L’antica massima latina secondo la quale la salvezza della Repubblica dovrebbe costituire la legge suprema pare oggi tornare di grande attualità. Di fronte a una calamità i cui esiti finali appaiono ancora sconosciuti e grandemente minacciosi, come l’epidemia di coronavirus, risulta del tutto evidente come la libertà individuale debba essere limitata e sacrificata per agevolare il conseguimento dell’interesse collettivo, in questo caso alla non propagazione di un virus che si avvia a fare mille vittime nel nostro Paese. E purtroppo potrebbe farne molte di più.

Non mi convincono quindi determinate letture catastrofiste e complottiste della situazione, vista come una sorta di macchinazione al servizio di vocazioni autoritarie. Come affermato dal professor Azzariti le misure eccezionali adottate sono del tutto legittime a condizione che siano limitate nel tempo. Del pari, risultano fuori luogo e chiaramente di bassa natura demagogica, com’è del resto nelle loro consuete corde, le richieste della destra, Salvini e Meloni in testa, di misure ancora più drastiche di quelle già adottate.

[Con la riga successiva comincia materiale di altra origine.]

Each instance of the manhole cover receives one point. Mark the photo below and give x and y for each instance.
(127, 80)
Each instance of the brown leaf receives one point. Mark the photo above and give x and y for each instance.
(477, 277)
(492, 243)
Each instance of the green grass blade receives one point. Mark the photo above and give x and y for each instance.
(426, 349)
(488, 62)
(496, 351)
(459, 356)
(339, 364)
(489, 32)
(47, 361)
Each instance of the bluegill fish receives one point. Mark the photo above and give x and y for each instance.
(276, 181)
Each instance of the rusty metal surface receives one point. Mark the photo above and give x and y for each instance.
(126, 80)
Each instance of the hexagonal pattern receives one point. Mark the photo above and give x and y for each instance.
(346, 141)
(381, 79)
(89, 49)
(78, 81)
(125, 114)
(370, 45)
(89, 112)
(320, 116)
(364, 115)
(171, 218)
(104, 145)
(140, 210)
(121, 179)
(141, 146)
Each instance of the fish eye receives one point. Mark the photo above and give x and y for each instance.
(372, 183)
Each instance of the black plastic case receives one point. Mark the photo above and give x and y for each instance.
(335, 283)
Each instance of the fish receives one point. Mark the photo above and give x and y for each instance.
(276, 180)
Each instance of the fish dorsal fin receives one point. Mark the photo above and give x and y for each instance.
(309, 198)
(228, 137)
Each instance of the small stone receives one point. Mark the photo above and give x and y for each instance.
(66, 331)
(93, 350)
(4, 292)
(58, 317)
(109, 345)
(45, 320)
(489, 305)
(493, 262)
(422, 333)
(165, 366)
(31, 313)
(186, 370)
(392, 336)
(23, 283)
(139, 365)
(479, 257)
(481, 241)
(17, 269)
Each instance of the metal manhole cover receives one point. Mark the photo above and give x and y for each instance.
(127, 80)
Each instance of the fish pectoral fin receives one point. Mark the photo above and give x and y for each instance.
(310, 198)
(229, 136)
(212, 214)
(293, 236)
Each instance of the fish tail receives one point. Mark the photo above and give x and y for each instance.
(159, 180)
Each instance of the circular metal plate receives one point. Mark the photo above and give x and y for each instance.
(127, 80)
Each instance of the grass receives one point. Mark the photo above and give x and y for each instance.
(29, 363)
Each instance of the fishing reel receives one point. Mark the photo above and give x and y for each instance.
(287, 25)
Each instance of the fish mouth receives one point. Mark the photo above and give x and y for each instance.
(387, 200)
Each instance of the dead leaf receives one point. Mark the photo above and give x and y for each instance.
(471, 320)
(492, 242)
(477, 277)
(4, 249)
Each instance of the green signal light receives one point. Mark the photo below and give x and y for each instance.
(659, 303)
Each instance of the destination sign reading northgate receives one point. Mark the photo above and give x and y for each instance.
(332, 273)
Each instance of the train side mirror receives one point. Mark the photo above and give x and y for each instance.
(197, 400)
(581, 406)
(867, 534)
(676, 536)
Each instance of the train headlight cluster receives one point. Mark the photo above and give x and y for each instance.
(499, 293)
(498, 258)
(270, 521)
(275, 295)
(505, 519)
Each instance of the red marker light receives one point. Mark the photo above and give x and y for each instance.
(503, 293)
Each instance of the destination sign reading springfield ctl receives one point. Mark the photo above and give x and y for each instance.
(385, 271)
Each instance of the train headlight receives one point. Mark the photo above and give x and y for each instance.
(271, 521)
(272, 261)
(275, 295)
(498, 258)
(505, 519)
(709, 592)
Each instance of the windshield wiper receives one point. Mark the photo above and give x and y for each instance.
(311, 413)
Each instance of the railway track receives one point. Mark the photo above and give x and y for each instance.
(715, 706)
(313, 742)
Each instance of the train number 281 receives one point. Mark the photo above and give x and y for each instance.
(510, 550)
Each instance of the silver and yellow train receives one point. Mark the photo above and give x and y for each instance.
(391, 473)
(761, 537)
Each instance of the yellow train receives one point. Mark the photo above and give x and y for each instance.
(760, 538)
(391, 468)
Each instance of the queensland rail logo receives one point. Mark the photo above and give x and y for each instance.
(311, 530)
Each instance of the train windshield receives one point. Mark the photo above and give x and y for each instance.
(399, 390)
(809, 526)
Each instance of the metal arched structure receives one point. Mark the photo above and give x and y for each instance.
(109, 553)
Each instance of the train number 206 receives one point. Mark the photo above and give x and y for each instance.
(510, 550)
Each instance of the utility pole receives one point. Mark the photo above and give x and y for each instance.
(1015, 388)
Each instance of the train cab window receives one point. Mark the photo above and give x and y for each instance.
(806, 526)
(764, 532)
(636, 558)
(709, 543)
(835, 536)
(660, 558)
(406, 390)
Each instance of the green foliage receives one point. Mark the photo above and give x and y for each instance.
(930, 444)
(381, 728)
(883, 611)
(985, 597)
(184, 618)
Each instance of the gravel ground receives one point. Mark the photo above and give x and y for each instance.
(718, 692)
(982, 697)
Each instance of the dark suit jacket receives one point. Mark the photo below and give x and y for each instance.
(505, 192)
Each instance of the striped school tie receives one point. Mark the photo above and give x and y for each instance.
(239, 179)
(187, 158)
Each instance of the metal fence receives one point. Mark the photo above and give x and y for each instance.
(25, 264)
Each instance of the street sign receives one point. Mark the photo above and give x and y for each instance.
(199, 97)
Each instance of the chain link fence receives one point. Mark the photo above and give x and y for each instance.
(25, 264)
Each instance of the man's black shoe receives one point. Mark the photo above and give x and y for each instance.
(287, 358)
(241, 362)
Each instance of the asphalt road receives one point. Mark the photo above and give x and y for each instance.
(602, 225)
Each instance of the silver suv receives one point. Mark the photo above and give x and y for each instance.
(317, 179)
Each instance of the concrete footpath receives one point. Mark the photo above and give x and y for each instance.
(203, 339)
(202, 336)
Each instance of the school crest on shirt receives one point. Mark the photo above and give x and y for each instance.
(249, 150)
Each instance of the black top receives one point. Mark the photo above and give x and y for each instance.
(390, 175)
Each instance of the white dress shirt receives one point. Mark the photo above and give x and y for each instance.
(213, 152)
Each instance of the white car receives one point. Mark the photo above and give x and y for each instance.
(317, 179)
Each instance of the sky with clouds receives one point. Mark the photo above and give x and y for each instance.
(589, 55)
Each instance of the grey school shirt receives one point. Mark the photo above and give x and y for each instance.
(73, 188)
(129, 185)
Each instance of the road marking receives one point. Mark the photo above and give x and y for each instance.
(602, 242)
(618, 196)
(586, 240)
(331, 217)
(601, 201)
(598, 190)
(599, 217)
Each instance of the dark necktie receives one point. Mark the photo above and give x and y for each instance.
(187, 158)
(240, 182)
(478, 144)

Misure di chiusura totale dell’attività economica vanno responsabilmente valutate dal governo sulla base dell’innegabile sovraordinazione della salute pubblica a qualsiasi altro interesse. Non ha però senso una gara a chi fa più il duro, soprattutto se oggi si chiedono misure drastiche di chiusura dopo aver chiesto dieci giorni fa in modo irresponsabile l’apertura di tutto. Questa è solo schizofrenia.

Occorre ovviamente indirizzare ogni risorsa a un rafforzamento del sistema sanitario in tutte le sue componenti a partire dalle emergenze che oggi si registrano, avviando contemporaneamente una riflessione seria e approfondita sulle responsabilità del taglio, avvenuto negli ultimi dieci anni, pari a 37 miliardi di euro ovvero 70.000 posti letto.

La salvezza della Repubblica non potrà certo essere ottenuta devastando la sua salute (il termine latino salus significa del resto l’una cosa e l’altra) e le strutture deputate a tutelarla. Eppure ciò è proprio quello che è stato fatto negli ultimi dieci anni. Se vogliamo trovare i nomi dei responsabili basterà vedere chi ha governato, a livello nazionale e regionale, in tali anni. Non è certamente un esercizio difficile. Occorre anche procedere fin da subito alla requisizione delle strutture sanitarie private: la salute deve essere un diritto e non un’occasione di profitto.

Come affermato dall’Organizzazione mondiale della sanità, il governo della Repubblica popolare cinese, il primo Paese colpito dal virus, deve costituire un esempio per l’efficacia delle politiche perseguite che hanno ottenuto risultati sostanziali nel contenimento dell’epidemia. Il ministro degli esteri cinese, Wang Yi ha pubblicato recentemente una dichiarazione nella quale si sottolinea il riconoscimento internazionale tributato alla Cina e alle sue politiche di lotta al virus e si promuove con forza la cooperazione internazionale in materia.

Tale iniziativa riguarda oggi per ovvi motivi in primo luogo il coronavirus ma va ben al di là. Wang Yi infatti ha sottolineato la necessità di rafforzare il sistema sanitario mondiale nel suo complesso che oggi appare ben al di sotto delle necessità. Una riflessione sulla necessità del rafforzamento del proprio sistema sanitario si impone peraltro anche ai governanti cinesi, che hanno realizzato solo in tempi relativamente recenti taluni passi ancora insufficienti nella direzione del recupero di una copertura universale del servizio.

Non si tratta solo di parole, dato che lo stesso Wang Yi ha dichiarato che verranno inviate in dono in Italia centomila mascherine ad alta tecnologia, ventimila tute protettive e cinquantamila tamponi per test diagnostici, mentre saranno acquistati dal governo italiano mille ventilatori polmonari per i reparti di terapia intensiva.

La stessa Repubblica popolare cinese si è del resto giovata dell’apporto della cooperazione e solidarietà internazionale nelle prime fasi dell’epidemia e restituisce oggi cogli interessi il contributo ricevuto. Anche Cuba è in prima fila nella battaglia contro il coronavirus: i medicinali cubani hanno dato proprio in Cina buona prova e ne andrebbe valutata con serietà l’utilizzazione anche da noi, così come va registrata la possibilità di ottenere l’intervento in Italia di medici cubani.

La battaglia potrà essere vinta nel segno della necessaria disciplina delle attività individuali, ma anche della solidarietà sia a livello nazionale che internazionale, accordando la massima attenzione possibile ai settori più fragili e vulnerabili della nostra società e cogliendo l’occasione della campagna contro il virus per introdurre maggiori elementi di equità ed eguaglianza nel sistema. Il liberismo ha i giorni contati?